Microenvironmental cues are integral in providing signals that modulate podocyte development and function. However, standard culture conditions fail to recapitulate the chemical, physical, and architectural cues presented by the glomerular basement membrane (GBM). We report the effect of an engineered GBM-mimic hydrogel on conditionally immortalized human podocyte cultures.

Methods

A hydrogel was developed through the enzymatic crosslinking of denatured collagen to serve as a GBM-mimic. 3D grooves were micromolded into the surface of the biomimetic hydrogel. Mechanical properties of the GBM-mimic hydrogel were characterized using a rheometer fitted with a metal parallel plate in oscillation mode. Conditionally immortalized human podocytes were cultured on various substrates in permissive conditions. Once cells reached ~90% confluence, they were moved to non-permissive conditions and cultured for 14 days to allow for differentiation. Phenotypic features were assessed by fluorescent imaging and scanning electron microscopy (SEM).

Results

A GBM-mimic hydrogel that recapitulates the protein composition, mechanical properties, and 3D surface topography of the GBM was successfully fabricated. The stiffness of the hydrogel (E=5.43±0.69 kPa) was much closer to the physiological stiffness of the glomerulus than that of other cell culture substrates (Fig 1A).
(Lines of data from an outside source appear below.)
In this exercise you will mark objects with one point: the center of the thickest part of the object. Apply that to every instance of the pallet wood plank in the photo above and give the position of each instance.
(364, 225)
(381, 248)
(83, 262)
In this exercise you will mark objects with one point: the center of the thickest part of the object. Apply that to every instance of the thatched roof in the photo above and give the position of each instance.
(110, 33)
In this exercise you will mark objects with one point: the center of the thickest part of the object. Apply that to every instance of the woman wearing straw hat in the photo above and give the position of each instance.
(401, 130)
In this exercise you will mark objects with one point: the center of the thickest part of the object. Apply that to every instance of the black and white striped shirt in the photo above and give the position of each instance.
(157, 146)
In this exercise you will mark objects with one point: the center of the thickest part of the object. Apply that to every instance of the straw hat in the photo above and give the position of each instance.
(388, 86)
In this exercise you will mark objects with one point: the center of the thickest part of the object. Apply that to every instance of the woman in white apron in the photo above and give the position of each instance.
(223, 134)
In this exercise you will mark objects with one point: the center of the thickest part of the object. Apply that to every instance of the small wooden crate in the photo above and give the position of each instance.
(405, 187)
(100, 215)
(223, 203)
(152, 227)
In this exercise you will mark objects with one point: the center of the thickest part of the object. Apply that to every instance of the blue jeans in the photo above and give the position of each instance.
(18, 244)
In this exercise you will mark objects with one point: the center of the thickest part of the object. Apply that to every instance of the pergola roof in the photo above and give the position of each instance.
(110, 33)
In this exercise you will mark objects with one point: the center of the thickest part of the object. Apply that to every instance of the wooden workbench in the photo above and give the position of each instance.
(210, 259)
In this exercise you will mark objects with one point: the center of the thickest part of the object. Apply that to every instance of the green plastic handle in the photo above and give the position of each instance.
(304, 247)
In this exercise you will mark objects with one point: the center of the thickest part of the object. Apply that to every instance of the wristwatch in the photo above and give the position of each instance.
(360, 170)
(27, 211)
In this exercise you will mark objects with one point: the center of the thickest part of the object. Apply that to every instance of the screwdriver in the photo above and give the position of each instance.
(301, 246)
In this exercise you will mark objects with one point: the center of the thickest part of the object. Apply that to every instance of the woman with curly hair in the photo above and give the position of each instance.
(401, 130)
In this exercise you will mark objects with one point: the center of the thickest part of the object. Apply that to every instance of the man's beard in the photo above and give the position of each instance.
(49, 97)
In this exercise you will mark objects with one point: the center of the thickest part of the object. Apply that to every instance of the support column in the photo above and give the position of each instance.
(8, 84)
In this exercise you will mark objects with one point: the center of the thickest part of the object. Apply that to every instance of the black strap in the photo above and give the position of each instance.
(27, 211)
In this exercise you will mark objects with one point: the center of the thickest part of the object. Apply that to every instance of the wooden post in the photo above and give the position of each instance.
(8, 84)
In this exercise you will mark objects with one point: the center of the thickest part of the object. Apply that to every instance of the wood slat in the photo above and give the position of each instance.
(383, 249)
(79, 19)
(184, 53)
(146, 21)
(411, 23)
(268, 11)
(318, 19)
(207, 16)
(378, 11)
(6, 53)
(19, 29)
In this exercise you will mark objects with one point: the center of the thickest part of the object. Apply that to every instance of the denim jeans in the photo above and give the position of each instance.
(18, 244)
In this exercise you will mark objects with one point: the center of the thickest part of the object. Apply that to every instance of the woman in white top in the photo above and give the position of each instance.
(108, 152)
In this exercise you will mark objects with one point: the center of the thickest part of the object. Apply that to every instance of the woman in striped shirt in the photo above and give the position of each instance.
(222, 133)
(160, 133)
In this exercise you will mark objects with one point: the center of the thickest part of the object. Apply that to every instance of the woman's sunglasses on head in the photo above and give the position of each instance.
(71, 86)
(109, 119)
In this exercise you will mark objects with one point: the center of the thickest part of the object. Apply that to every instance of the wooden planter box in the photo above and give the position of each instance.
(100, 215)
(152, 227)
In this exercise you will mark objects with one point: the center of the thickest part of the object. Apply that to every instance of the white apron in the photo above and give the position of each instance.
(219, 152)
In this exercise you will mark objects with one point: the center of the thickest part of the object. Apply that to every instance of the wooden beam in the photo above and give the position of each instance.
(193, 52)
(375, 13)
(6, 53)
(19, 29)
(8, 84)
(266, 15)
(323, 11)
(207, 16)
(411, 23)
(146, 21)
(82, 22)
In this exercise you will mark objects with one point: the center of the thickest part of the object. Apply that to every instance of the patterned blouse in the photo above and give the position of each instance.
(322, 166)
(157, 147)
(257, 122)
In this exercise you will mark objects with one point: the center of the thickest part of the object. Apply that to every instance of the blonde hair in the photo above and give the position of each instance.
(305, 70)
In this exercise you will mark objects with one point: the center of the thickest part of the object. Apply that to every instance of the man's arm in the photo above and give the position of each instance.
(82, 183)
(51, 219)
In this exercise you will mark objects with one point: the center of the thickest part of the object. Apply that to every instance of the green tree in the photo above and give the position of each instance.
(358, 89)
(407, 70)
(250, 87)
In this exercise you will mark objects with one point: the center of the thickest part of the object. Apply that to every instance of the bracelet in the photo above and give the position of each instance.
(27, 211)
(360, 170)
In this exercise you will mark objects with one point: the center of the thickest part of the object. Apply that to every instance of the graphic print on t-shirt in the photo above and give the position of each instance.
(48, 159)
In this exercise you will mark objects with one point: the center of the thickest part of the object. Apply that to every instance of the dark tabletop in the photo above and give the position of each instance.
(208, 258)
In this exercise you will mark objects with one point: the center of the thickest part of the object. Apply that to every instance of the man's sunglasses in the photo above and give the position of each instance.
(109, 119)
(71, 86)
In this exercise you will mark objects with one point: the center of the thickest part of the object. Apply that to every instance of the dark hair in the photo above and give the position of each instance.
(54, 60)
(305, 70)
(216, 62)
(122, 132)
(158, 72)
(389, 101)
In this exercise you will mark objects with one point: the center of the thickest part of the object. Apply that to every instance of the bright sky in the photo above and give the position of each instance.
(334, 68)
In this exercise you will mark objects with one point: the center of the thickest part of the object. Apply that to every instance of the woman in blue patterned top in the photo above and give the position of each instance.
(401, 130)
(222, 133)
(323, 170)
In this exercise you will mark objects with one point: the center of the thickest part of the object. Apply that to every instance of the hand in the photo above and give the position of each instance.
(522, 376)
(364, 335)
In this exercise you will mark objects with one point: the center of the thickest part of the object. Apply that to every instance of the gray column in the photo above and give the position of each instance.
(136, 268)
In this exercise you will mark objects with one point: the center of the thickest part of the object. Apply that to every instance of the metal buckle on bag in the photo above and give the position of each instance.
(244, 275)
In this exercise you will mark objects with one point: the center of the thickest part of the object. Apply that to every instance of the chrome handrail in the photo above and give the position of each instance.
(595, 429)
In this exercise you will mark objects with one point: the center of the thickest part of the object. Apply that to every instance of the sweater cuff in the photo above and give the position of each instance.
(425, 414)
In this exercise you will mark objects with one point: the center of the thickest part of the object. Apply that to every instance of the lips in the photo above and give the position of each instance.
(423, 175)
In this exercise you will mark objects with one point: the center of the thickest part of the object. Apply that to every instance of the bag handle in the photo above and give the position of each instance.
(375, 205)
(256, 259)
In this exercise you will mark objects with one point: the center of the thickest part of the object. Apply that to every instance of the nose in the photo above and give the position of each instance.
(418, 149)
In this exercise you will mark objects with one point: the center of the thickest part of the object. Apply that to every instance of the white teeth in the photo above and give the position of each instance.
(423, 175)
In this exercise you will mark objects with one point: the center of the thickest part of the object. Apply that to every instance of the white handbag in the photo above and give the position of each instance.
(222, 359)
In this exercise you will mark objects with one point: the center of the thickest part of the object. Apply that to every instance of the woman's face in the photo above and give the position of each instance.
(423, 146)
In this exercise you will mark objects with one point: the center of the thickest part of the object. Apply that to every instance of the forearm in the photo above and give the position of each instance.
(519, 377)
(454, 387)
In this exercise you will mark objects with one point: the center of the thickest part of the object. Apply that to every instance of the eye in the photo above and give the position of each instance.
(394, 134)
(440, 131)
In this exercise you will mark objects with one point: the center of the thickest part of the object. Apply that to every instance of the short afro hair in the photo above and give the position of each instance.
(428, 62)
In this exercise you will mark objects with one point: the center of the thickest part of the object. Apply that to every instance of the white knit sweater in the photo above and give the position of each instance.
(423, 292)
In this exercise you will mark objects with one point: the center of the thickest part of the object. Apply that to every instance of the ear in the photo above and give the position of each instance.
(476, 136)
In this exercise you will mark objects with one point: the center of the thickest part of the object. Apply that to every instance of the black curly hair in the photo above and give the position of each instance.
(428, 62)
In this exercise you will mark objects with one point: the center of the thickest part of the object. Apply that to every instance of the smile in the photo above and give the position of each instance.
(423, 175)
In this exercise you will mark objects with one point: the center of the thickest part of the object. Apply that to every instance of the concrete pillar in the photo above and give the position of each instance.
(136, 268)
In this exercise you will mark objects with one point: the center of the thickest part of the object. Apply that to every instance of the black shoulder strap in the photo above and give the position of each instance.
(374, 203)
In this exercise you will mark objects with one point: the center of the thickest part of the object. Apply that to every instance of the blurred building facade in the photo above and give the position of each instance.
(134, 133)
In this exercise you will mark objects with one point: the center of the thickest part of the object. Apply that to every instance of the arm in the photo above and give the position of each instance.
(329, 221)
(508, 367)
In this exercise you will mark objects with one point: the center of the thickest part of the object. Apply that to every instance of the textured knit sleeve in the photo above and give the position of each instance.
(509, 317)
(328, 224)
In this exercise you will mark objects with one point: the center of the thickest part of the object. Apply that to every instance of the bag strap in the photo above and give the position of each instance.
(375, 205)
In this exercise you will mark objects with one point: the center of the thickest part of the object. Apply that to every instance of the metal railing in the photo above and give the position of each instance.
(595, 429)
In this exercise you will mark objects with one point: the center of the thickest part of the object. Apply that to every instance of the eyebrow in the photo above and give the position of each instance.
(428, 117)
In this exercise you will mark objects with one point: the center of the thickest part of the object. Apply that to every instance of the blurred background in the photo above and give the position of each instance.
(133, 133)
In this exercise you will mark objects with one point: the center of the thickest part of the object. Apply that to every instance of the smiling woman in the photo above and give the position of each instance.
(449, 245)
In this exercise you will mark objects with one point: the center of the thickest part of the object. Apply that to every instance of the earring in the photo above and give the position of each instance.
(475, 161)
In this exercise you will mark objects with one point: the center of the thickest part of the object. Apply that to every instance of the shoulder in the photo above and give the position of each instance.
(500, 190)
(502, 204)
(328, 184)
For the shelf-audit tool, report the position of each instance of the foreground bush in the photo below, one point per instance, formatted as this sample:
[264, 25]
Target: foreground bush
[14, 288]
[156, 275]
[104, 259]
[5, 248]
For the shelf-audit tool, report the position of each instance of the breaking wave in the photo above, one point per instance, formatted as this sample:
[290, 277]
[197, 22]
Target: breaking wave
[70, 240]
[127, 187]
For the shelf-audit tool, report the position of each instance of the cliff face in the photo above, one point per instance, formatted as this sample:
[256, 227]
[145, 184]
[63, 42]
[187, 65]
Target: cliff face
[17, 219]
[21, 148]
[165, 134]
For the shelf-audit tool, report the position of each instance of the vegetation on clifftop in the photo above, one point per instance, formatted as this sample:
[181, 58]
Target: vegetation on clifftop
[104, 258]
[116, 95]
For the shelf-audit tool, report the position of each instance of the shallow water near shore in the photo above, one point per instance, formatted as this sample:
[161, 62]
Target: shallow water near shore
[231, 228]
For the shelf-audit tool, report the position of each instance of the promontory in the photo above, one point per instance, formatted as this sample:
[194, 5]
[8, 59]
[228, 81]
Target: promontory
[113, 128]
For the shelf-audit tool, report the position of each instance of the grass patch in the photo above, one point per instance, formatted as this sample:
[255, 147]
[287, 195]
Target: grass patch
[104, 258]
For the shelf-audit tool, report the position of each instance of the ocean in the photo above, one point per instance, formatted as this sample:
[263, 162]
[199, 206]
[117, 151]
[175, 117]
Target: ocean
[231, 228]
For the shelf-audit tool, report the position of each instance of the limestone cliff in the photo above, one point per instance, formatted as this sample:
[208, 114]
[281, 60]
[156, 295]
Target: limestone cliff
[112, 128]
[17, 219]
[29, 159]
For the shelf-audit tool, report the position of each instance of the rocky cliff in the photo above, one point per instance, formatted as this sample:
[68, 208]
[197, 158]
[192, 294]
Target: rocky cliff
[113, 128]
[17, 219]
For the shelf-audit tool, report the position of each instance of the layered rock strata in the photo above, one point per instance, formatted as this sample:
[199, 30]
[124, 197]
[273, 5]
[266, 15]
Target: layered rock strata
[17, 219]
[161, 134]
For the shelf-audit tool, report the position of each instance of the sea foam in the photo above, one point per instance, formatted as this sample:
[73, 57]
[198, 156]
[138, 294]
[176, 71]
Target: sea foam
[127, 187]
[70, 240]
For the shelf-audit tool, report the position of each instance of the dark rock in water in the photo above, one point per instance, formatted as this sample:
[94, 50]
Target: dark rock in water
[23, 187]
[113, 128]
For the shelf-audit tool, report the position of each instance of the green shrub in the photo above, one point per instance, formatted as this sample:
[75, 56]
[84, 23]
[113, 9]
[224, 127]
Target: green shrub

SEM revealed the formation of processes branching from the main cell body of podocytes grown on the GBM-mimic hydrogels (Fig 1B).

Conclusion

These results demonstrate that microenvironmental cues induce in-vivo like podocyte morphology. Current studies are focused on incorporating additional GBM components (e.g. laminin) and dynamic physiological phenomenon (e.g. fluid flow, pressure differential, and protein gradient). Ultimately, an integrated platform that maintains and measures long term glomerular filtration will be developed to serve as a powerful addition to the toolkit for studying kidney disease and developing therapeutics.